Incluso en los países de más exacerbado individualismo, además del derecho a recibir la vacuna de manera gratuita se ha establecido el derecho a no ser expulsado del hogar, a seguirse alimentando y al consumo elemental. El mejor ejemplo es los Estados Unidos que han impuesto una moratoria en el pago de la renta y transferencias monetarias sin contrapartida a buena parte de la población.
A diferencia del pasado los gobiernos de todo el mundo en lugar de salvar a las empresas están salvando a los ciudadanos; son los garantes del derecho a la salud a la vivienda, a la alimentación, al empleo. La cosa no es pareja y la transición no se da sin fuertes discusiones políticas. Pero el cambio hacia la exigencia de que los estados cumplan con nuevas responsabilidades en beneficio de los individuos es indudable.
Ocurre también a nivel internacional en relación al papel de los organismos públicos internacionales como la Organización de las Naciones Unidas, la Organización Mundial de la Salud, la Organización Mundial del Comercio, el Fondo Monetario Internacional y otros. Se espera mucho más de ellos, se exige el cambio de reglas y en paralelo se les fortalece como las instituciones y mecanismos de los cuales esperamos mejor distribución de vacunas y avances hacia una mejor gobernanza global.
La revigorización generalizada de lo público crea un nuevo equilibrio respecto a la operación de los mercados. Estos últimos siguen siendo la base de operación de las economías y las sociedades. Pero ahora destaca el papel de los gobiernos como grandes generadores de dinero inyectado en las economías; como reguladores y asignadores de incentivos a las empresas; como proveedores de transferencias a la población, en efectivo y en servicios públicos.
No es un mero fortalecimiento de los Estados; es sobre todo un reconocimiento de los derechos de los ciudadanos.
Lo dijo la CEPAL hace un año; la responsabilidad de enfrentar la pandemia y sus consecuencias es de los gobiernos.
En México la responsabilidad y la tarea por hacer son enormes. Hay mucho que repensar. En papel hemos aceptado y nos hemos comprometido con derechos esenciales, como el derecho a la salud y a la alimentación saludable. Pero no cumplimos en el pasado y la situación es cuestionable en el presente.
Somos el país con mayor grado de sobrepeso de la población en el mundo y con mayor reducción de años de vida como consecuencia de sus enfermedades asociadas.
Tenemos una de las mayores proporciones de población en pobreza y pobreza extrema de América Latina. De acuerdo al último informe, Panorama Social de América Latina 2020 de la CEPAL la pobreza extrema en México creció de 10.6 por ciento de la población en 2018 a 18.3 por ciento en 2020.

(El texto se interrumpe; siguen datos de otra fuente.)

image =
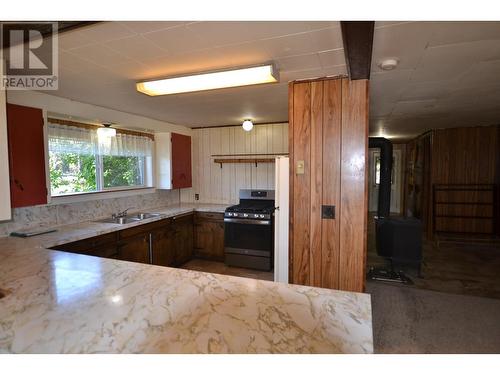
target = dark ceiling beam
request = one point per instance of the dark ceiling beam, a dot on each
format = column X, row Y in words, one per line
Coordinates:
column 357, row 37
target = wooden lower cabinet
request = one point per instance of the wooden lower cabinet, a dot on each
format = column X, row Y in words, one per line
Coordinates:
column 104, row 246
column 183, row 238
column 169, row 242
column 209, row 235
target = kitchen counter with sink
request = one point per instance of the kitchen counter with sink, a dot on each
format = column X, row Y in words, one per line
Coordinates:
column 57, row 302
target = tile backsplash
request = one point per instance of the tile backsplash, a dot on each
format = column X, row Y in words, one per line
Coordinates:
column 71, row 213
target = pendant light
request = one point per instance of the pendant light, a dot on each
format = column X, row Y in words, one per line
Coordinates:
column 247, row 125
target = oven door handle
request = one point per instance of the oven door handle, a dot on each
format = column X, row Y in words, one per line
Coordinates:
column 247, row 221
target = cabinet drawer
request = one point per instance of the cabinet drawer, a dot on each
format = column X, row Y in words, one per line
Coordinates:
column 202, row 216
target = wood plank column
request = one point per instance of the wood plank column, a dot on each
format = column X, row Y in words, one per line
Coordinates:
column 328, row 133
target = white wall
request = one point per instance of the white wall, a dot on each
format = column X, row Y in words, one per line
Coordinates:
column 5, row 213
column 221, row 185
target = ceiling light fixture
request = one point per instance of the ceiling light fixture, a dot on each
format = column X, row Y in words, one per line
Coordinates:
column 247, row 125
column 106, row 131
column 210, row 80
column 388, row 64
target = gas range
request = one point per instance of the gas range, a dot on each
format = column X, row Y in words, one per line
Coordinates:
column 254, row 204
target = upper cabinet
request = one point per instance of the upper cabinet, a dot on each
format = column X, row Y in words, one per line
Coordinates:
column 173, row 161
column 28, row 183
column 5, row 212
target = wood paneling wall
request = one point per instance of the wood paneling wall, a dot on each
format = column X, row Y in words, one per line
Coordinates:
column 221, row 185
column 329, row 134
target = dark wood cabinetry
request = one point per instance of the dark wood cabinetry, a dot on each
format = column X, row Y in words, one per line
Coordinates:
column 181, row 161
column 162, row 240
column 170, row 242
column 328, row 131
column 104, row 246
column 209, row 235
column 135, row 249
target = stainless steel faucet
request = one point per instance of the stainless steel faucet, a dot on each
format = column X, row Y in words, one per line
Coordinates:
column 121, row 213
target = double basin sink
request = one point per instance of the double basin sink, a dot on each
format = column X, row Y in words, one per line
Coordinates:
column 132, row 218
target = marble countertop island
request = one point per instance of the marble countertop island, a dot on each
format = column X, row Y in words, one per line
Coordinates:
column 57, row 302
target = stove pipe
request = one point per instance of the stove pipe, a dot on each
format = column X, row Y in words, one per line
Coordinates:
column 384, row 192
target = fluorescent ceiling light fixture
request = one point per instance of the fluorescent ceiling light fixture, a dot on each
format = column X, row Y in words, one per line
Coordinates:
column 106, row 132
column 210, row 80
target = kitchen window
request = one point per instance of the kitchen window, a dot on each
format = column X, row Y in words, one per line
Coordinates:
column 81, row 162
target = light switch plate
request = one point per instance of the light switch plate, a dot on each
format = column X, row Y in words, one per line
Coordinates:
column 300, row 167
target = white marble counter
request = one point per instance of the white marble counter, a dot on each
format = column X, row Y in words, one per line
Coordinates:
column 58, row 302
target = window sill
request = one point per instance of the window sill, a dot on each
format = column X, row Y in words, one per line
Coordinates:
column 92, row 196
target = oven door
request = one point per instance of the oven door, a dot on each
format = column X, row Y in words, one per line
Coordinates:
column 248, row 237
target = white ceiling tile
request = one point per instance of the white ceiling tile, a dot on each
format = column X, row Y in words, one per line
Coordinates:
column 73, row 39
column 301, row 74
column 222, row 33
column 335, row 70
column 316, row 25
column 416, row 107
column 449, row 61
column 296, row 44
column 105, row 31
column 425, row 90
column 406, row 41
column 100, row 55
column 382, row 24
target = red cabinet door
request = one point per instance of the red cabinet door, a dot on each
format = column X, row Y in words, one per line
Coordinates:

Con un añadido preocupante. CEPAL hace el cálculo considerando la incidencia de las transferencias de recursos del gobierno a personas vulnerables. Sin estas transferencias la población en pobreza extrema se habría elevado a 18.4 por ciento. Si vemos el impacto en la pobreza total esta subió de 41.5 por ciento en 2018 a 50.6 por ciento en 2020, con o sin transferencias.
México destaca, lamentablemente, por un alto nivel inicial de pobreza y pobreza extrema; por un mayor impacto negativo de la pandemia; por un histórico bajo porcentaje de gasto social y por su permanente ineficacia.
Hay que pasar de hacer proyectos para los pobres sumisos a trabajar con los pobres; sobre todo con los pobres organizados y exigentes.
Cierto que la herencia del pasado es muy pesada; pero hay mucho que reconsiderar en el presente.